Nihil'den alıntı
Kodes, 1914?
umudun ipine sarılarak kendimizi ölüme doğru itiyoruz.
kuzgunlar kıskanırlar hapishane avlularını.
öpülmeyen dudaklarımız titrer ha bire.
insanı kendinden geçiren yalnızlık, sen ne büyüksün.
orada, dışarda dünya var, orada hayat doludizgin.
orada insanlar nereye isterlerse gidebilirler.
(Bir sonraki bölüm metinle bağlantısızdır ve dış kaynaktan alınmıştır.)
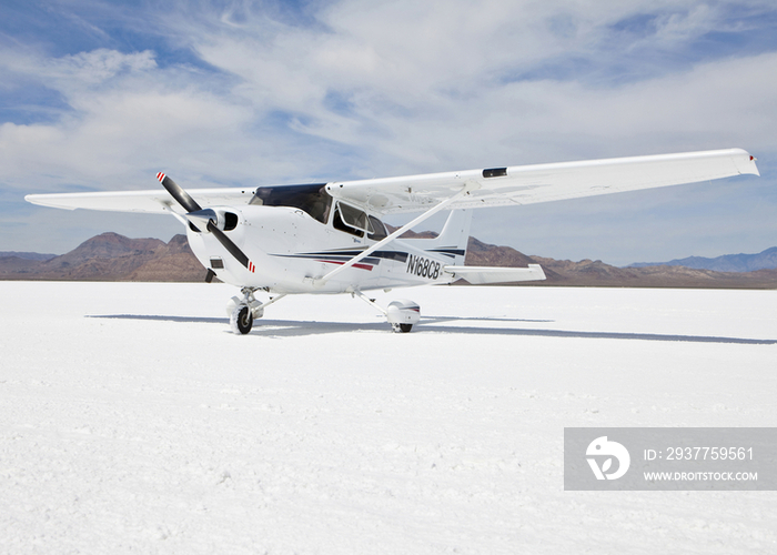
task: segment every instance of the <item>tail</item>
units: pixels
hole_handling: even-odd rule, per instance
[[[464,265],[467,242],[470,241],[470,225],[472,224],[472,210],[452,210],[448,214],[443,231],[434,239],[403,239],[412,242],[414,246],[428,253],[442,254],[448,258],[451,265]]]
bir zamanlar biz de onlardandık.
ve şimdi unutulduk ve maziye gömüldük.
geceleri dar yataklarımızda mucizeler düşlüyoruz.
gündüz ise ürkek hayvanlar gibi amaçsızca dolaşıyoruz.
demir parmaklıkların arasından hüzünle dışarıyı gözetliyoruz.
ve tanrı'nın bize bahşettiği hayattan
başka kaybedeceğimiz hiçbir şeyimiz yok.
yalnızca ölüm var avcumuzda.
kimselerin elimizden alamayacağı özgürlük:
bilinmeyen topraklara yolculuk.
Dansçı?
sana kalırsa ben zaten mimlenmişim
ve ölüm listesinde beklemedeyim.
bu beni birçok günahtan alıkoyuyor.
hayat içimden nasıl da yavaş çekiliyor.
ve adımlarım çoğu zaman kederli,
kalbimin atışları hastalıklı
ve her geçen gün zayıflıyor.
ölüm meleği odamın ortasında dikiliyor.
oysa ben nefessiz kalana kadar dans ediyorum.
yakında mezarımda yatıyor olacağım
ve bana sokulan kimse olmayacak.
ah, ölene kadar öpülmek istiyorum.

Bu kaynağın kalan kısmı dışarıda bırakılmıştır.